This tells you there are keys or words that are used to reference data. For example, under `created_at` we have the time the tweet was authored (in GMT). We access the information as we did above, providing the key or word to look up.

In [None]:
tweet["created_at"]

Explore a little and tell me about the kinds of "metadata" that are packaged by Twitter with a tweet. If you need some help, consult [Twitter's description of their tweet objects. ](https://developer.twitter.com/en/docs/tweets/data-dictionary/overview/tweet-object)

In [None]:
# explore a little here



If you need some help, consult [Twitter's description of their tweet objects. ](https://developer.twitter.com/en/docs/tweets/data-dictionary/overview/tweet-object) There is some notation that we haven't learned yet. When you come across it, take a note and let's talk about it. What did you find?

It's important to keep in mind that tweets have changed a lot since Twitter first launched. The way replies were handled in the metadata changed in 2007, same with retweets. Verified accounts appeared in 2009, along with geotagging of tweets. Each service change potentially had some impact on the metadata that comes along in a tweet.

The point? In this case, as in many data collection efforts you might be part of, the data definition is not stable but might change over time. The facts we have about each tweet look different in 2020 than they did in 2006.

**5. From single variables to lists**

It's one thing to store single values (a single number or a single string or a single dictionary), but as we know, we tend to collect a lot of data different aspects of a person or thing in the world - we might offer a survey to 100 people that consists of 10 questions; or we might record facts about the last 100 of Donald Trump's tweets, including the time he tweeted and the number of retweets each earned; or we might consider all the tweets that promote the hashtag `#LearnToCode`. 

A **list** is another built-in data structure used to group information.
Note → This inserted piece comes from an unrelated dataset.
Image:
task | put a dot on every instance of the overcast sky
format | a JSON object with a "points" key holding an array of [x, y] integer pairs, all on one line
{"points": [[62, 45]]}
As its name suggests, it is simply an **ordered collection** of objects. It has a well-defined first entry, a second entry and a last entry. It can hold different kinds of objects in each position. It is constructed using square brackets [ ] (as opposed to the curly braces for a dictionary)

For the moment we will look at counts of tweets containing "learn to code" or `#LearnToCode` or `#learn2code`. These were pulled from the Twitter API. We will have a lot to say about API's and data access over time. Each count represents the number of tweets appearing on a single day, where the days range from January 20, 2019 to January 29, 2019.

In [None]:
counts = [474,540,679,970,6279,8412,7448,9209,37595,20250]

print("The type of 'counts' is", type(counts), "and its length is", len(counts))

Note that we've been tricky with `print()`. We have several items to print in one line all separated by commas. Sssssslick! Also, a new "global funciton" called `len()`. This function returns the number of elements in a list, or its **length.** It is a global funciton because it can be called meaningfully on a lot of objects. For example, it will also tell you the length or number of characters in a string.

In [None]:
len("learn to code")

As an object, a list carries both data as well as methods that you can apply. What kinds of things would you like to be able to do to this type of object? 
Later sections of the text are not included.